Hallo!!!!
Perkenalkan saya Sultoni Auliya Fathan (222111302), Mahasiswa Hukum Ekonomi Syariah, Fakultas Syari'ah, UIN Raden Mas Said Surakarta. Berikut saya akan menganalisis hukum positif terkait kasus sengketa pilpres 2024 yang sempat menjadi perbincangan publik pada Pilpres kali ini.

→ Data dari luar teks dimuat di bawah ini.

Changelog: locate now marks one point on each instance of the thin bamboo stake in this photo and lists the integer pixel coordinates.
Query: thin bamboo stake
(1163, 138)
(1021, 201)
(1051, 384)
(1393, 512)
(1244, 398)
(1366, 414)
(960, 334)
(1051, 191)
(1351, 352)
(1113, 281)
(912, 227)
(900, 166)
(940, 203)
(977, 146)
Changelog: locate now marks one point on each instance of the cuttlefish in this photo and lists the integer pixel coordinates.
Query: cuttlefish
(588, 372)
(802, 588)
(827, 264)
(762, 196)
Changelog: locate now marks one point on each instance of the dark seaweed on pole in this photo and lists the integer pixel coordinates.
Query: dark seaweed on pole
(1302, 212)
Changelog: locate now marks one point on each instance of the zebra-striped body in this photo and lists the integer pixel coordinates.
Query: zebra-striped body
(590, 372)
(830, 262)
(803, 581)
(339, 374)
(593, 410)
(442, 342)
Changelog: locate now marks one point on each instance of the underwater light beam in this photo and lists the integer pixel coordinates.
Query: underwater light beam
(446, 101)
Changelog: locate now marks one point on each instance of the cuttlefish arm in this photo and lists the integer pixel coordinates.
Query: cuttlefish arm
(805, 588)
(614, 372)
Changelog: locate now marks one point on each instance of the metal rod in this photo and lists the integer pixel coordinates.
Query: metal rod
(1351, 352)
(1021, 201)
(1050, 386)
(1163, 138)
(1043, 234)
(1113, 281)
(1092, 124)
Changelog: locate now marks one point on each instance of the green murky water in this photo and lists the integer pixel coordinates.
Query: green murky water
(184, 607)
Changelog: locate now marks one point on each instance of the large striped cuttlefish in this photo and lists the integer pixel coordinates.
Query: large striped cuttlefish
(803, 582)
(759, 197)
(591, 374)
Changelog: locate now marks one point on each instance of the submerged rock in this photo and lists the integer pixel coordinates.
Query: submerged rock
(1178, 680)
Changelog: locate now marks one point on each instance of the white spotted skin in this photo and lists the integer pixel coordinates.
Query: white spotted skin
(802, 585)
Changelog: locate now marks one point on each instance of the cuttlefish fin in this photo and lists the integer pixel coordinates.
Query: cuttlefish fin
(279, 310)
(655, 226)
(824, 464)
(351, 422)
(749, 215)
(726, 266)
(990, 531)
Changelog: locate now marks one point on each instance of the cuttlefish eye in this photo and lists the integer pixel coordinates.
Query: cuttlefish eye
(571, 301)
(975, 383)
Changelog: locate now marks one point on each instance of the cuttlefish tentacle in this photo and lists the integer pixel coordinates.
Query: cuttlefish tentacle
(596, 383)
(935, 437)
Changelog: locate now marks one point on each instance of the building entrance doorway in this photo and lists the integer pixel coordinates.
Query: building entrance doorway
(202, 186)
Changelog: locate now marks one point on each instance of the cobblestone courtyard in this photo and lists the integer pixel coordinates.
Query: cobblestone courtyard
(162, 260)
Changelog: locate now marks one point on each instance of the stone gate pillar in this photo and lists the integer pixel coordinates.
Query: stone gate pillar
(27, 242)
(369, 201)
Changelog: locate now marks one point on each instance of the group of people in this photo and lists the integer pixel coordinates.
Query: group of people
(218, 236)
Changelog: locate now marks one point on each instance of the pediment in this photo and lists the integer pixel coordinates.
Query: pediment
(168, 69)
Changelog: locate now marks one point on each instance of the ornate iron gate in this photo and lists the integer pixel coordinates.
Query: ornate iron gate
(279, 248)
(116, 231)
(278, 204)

Dalam kasus penyelesaian Pemilihan Presiden 2024 di Indonesia melibatkan kontestasi yang sangat kompetitif dan sensitif antara dua pasangan calon, yaitu Anies Baswedan-Muhaimin Iskandar dan Ganjar Pranowo-Mahfud MD. Pasangan calon kedua ini mengajukan permohonan penyelesaian hasil pemilu ke Mahkamah Konstitusi (MK) dengan Nomor 1 dan 2/PHPU.PRES-XII/2024, masing-masing menuduh adanya perbudakan, nepotisme, dan perlindungan kekuasaan dalam proses pemilu.
Berikut penjelasan terkait kasus ini;
1. Permohonan dan Sidang MK
Permohonan : Kedua pasangan calon mengajukan permohonan pembelaan hasil Pemilihan Presiden 2024 ke MK dengan Nomor 1 dan 2/PHPU.PRES-XII/2024. Mereka menuduh adanya perbudakan, nepotisme, dan pembatasan kekuasaan dalam proses pemilu.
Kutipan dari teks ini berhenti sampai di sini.